Carson D D, DeSouza M M, Regisford E G
Department of Biochemistry and Molecular Biology, University of Texas M.D. Anderson Cancer Center, Houston 77030, USA.
Bioessays. 1998 Jul;20(7):577-83. doi: 10.1002/(SICI)1521-1878(199807)20:7<577::AID-BIES9>3.0.CO;2-H.
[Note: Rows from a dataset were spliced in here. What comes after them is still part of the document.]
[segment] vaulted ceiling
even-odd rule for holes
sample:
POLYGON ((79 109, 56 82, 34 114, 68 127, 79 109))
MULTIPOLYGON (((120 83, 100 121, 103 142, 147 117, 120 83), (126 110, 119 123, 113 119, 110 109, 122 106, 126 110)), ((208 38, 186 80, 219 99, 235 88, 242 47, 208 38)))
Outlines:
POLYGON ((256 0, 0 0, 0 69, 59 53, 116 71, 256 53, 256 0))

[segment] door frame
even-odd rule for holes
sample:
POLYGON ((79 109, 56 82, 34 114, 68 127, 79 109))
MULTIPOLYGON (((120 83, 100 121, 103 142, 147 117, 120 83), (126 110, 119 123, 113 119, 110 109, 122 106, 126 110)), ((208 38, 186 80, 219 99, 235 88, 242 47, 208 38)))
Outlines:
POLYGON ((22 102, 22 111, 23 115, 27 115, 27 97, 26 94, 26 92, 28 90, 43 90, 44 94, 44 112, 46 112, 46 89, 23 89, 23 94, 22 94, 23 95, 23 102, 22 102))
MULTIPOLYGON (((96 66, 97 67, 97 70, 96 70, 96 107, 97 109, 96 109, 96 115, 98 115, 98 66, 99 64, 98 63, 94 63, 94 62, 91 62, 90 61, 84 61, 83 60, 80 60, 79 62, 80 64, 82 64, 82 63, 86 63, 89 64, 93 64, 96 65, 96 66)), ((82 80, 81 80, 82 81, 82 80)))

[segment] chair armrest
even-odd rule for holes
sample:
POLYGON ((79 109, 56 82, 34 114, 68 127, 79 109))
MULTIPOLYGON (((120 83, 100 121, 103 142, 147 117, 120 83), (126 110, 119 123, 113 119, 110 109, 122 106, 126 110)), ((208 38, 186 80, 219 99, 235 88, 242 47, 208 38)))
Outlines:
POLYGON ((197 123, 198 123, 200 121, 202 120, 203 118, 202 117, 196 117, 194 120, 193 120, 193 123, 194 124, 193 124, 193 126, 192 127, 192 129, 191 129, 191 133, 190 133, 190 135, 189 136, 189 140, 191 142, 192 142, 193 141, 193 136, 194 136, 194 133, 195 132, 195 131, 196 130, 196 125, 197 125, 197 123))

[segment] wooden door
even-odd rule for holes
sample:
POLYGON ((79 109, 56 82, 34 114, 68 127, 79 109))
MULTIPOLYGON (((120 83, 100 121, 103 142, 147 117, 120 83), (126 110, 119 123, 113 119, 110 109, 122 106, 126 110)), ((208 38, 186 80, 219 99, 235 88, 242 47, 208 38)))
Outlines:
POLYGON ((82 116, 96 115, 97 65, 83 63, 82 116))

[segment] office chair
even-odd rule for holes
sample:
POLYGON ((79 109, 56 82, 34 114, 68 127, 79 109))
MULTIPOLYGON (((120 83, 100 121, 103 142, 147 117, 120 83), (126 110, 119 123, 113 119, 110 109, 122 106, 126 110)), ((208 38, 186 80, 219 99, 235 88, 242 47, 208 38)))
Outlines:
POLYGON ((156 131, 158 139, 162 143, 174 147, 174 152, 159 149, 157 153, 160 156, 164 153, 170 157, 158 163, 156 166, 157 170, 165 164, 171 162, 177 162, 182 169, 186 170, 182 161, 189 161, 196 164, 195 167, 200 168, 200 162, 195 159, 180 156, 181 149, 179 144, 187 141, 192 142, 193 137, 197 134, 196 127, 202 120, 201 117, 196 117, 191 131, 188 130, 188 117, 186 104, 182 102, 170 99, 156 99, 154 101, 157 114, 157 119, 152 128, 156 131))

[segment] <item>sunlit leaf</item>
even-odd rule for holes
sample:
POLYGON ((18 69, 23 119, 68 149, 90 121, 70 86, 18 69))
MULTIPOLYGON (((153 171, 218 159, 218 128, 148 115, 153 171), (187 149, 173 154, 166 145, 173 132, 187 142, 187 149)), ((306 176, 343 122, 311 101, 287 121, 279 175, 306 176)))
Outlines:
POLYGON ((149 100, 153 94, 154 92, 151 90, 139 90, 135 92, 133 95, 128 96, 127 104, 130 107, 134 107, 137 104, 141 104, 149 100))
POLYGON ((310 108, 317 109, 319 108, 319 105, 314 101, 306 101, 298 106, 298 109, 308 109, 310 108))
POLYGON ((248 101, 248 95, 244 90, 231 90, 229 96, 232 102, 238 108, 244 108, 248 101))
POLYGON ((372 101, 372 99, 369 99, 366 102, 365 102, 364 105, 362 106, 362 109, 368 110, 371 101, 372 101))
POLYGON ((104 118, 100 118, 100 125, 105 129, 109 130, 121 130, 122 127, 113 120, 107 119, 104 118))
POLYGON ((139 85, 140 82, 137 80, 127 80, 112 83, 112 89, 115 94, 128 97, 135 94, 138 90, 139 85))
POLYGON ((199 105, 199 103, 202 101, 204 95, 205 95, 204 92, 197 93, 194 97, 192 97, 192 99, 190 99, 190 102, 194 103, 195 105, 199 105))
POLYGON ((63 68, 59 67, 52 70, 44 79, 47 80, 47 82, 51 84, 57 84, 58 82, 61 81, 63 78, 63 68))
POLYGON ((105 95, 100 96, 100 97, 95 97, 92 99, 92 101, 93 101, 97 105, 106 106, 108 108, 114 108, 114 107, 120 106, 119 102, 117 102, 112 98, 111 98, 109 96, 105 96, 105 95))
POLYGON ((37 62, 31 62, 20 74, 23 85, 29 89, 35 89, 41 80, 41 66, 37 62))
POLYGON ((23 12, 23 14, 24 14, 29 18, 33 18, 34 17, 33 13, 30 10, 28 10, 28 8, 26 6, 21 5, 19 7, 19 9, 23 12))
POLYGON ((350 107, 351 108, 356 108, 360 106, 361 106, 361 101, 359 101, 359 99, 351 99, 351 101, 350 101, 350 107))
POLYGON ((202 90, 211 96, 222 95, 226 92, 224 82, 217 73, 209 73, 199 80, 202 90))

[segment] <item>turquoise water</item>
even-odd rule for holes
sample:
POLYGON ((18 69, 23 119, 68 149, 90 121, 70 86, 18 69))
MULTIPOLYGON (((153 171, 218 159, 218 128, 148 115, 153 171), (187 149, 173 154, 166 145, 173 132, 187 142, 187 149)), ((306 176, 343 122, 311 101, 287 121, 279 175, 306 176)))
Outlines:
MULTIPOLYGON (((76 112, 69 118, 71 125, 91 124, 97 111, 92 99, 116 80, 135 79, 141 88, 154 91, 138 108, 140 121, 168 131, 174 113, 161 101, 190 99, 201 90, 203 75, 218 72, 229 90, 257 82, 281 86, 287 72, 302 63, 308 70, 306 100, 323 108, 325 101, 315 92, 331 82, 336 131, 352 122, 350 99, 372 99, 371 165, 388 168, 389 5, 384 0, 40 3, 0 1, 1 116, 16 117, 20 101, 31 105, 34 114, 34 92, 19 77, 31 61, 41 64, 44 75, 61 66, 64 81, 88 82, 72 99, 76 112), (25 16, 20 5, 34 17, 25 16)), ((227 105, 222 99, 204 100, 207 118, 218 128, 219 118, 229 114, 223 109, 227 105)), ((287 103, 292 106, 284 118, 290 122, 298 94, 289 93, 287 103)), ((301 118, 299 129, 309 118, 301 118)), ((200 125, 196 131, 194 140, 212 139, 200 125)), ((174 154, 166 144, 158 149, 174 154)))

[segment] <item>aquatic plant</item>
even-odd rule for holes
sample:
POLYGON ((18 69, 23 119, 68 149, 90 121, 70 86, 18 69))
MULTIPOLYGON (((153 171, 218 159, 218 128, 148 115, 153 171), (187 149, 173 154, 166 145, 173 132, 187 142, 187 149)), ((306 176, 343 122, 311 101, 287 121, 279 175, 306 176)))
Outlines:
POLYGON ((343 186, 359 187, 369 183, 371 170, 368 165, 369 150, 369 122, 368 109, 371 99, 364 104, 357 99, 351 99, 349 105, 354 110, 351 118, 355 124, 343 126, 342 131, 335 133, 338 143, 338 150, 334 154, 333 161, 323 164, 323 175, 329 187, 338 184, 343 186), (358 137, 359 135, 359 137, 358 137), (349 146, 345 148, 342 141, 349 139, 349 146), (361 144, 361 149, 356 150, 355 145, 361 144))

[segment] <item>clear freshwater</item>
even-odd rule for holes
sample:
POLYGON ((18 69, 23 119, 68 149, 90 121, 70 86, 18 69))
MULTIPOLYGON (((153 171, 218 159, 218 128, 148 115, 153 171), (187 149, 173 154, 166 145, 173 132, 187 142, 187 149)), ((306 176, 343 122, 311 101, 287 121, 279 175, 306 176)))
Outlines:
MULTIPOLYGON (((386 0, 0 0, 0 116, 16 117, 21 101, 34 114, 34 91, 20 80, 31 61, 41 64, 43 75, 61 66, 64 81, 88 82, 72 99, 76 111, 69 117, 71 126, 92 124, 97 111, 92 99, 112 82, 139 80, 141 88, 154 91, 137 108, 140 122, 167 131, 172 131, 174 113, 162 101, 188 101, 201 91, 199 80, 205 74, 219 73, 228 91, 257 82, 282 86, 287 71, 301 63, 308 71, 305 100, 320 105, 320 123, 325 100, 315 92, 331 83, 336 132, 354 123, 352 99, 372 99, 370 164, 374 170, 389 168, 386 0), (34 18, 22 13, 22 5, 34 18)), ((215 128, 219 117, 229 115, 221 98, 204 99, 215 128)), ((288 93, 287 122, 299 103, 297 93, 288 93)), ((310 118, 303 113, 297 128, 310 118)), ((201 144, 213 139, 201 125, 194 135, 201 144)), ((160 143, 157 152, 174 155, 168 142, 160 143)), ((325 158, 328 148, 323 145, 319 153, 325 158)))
Embryo implantation is a complex series of events that involves changes in pattern of expression of embryonic as well as uterine cell surface components. In the case of the embryo, these changes are driven by the developmental program. In the case of the uterus, these changes are triggered by both maternal hormonal influences as well as embryo-derived factors. Aspects of the implantation process vary among species; however, interaction between the external surface of the embryonic trophectoderm and the apical surface of the lumenal uterine epithelium is a common event. Progress is being made in defining the molecular players in these cell surface interactions. Large-molecular-weight mucin glycoproteins such as MUC1 are present at the apical surface of the uterine epithelium under most conditions. Under most circumstances, these mucins appear to protect the mucosal surface from infection and the action of degradative enzymes. These mucins are antiadhesive and also appear to represent a barrier to embryo attachment. Consistent with this model, reduction of mucin expression is observed in uterine lumenal epithelia in many species. Nonetheless, mucin expression persists in the human uterus during the proposed receptive phase. It is possible that mucin loss is localized to implantation sites in humans. Alternatively, mucins may function differently within the context of human implantation than in other species. Studies primarily performed in mice indicate that heparan sulfate proteoglycans, in particular, perlecan, appears on the exterior trophectodermal surface coincident with the acquisition of attachment competence. Various in vitro studies indicate that heparan sulfate proteoglycans support embryo attachment activity that may represent an early event in embryo-uterine interaction. Uterine epithelia cells express several complementary heparan sulfate-binding proteins that may participate in these attachment processes. Use of molecular genetic approaches in mouse models, as well as careful studies of the expression and function of these molecules in the context of implantation in various species are beginning to shed light on the key molecular events of implantation.
胚胎着床是一系列复杂的事件,涉及胚胎以及子宫细胞表面成分表达模式的变化。就胚胎而言,这些变化由发育程序驱动。就子宫而言,这些变化是由母体激素影响以及胚胎衍生因子共同触发的。着床过程的各个方面在不同物种间存在差异;然而,胚胎滋养外胚层的外表面与子宫腔上皮的顶端表面之间的相互作用是一个常见现象。在确定这些细胞表面相互作用中的分子参与者方面正在取得进展。在大多数情况下,诸如MUC1等大分子粘蛋白糖蛋白存在于子宫上皮的顶端表面。在大多数情况下,这些粘蛋白似乎可保护粘膜表面免受感染和降解酶的作用。这些粘蛋白具有抗粘附性,似乎也构成了胚胎附着的障碍。与该模型一致,在许多物种的子宫腔上皮中观察到粘蛋白表达减少。尽管如此,在人类子宫中,在所提出的着床期粘蛋白表达仍然持续。有可能在人类中粘蛋白的缺失局限于着床部位。或者,粘蛋白在人类着床过程中的功能可能与在其他物种中的不同。主要在小鼠中进行的研究表明,硫酸乙酰肝素蛋白聚糖,特别是基底膜聚糖,在获得附着能力的同时出现在滋养外胚层的外表面。各种体外研究表明,硫酸乙酰肝素蛋白聚糖支持胚胎附着活性,这可能是胚胎与子宫相互作用中的早期事件。子宫上皮细胞表达几种互补的硫酸乙酰肝素结合蛋白,它们可能参与这些附着过程。在小鼠模型中使用分子遗传学方法,以及在各种物种的着床背景下对这些分子的表达和功能进行仔细研究,开始揭示着床的关键分子事件。